Synthetic mechanical analogue bone models are valuable tools for consistent analysis of implant performance in both equilibrium and fatigue biomechanical testing. Use of these models has previously been limited by the poor fatigue performance when tested under realistic service loads. An objective was to determine whether a new analogue bone model (Fourth-Generation) using enhanced analogue cortical bone provides significantly improved resistance to high load fracture and fatigue as compared to the current (Third-Generation) bone models in clinically relevant in situ type testing of total hip implants. Six Third-Generation and six Fourth-Generation mechanical analogue proximal femur models were implanted with a cemented mock hip arthroplasty.
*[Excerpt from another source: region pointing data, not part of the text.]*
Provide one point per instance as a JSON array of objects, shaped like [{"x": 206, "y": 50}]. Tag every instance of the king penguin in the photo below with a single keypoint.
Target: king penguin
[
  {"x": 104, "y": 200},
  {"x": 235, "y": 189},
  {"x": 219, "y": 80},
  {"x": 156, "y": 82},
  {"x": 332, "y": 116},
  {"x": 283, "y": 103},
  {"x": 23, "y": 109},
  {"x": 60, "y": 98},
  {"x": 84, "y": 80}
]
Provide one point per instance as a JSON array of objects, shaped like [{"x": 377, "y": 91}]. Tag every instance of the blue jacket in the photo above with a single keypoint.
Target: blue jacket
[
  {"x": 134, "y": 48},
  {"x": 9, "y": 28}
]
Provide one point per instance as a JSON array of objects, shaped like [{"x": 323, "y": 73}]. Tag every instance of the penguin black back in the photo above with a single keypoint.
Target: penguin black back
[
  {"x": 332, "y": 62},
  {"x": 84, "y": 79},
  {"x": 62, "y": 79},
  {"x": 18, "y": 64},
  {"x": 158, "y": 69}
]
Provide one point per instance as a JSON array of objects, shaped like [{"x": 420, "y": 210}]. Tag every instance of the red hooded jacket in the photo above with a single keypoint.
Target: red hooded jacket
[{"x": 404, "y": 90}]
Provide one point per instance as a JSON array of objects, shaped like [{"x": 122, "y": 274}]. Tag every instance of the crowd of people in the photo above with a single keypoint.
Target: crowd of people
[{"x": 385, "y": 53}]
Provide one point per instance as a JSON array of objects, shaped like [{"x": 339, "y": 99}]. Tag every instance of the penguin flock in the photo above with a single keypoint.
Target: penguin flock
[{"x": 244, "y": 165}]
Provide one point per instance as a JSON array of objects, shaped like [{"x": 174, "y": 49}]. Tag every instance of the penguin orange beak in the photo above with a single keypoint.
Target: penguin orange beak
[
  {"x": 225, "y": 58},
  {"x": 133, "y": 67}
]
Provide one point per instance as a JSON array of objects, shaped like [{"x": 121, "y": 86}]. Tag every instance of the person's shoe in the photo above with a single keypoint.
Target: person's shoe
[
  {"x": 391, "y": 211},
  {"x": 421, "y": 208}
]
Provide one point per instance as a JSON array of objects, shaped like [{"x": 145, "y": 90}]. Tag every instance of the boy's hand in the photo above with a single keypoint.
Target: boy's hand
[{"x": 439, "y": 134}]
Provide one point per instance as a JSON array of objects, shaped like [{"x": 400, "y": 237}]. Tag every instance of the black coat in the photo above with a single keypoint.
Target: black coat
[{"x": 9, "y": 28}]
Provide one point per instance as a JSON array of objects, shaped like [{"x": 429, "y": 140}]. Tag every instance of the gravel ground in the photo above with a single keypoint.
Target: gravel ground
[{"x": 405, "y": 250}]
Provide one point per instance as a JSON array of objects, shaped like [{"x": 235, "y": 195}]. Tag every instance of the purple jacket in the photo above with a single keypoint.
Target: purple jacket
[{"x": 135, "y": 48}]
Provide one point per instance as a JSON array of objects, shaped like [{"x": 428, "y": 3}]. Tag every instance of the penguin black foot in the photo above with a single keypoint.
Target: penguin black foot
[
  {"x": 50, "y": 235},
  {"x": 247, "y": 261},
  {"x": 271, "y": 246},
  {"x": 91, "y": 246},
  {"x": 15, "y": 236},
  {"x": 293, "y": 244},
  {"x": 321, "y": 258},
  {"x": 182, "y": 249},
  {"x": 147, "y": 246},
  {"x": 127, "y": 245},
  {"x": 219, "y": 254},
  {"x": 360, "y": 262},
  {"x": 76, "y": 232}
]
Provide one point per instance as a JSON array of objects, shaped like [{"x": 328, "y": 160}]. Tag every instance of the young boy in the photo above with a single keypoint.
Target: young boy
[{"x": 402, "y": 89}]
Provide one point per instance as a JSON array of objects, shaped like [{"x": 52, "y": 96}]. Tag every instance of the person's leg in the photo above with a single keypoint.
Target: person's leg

Each specimen was loaded at 5 Hz in simulated one-legged stance under load control with a maximum compressive load of 2670 N and load ratio of 0.1. Average complete structural failure in Third-Generation femurs occurred at 3.16 million cycles; all specimens exhibited substantial displacement and crazing at well below 3 million cycles. In contrast, all Fourth-Generation femurs sustained 10 million cycles without complete structural failure and showed little change in actuator deflection. The Fourth-Generation femur model performance was sufficient to allow the model to be used in biomechanically relevant load bearing levels with an intramedullary device without model compromise that would affect test results.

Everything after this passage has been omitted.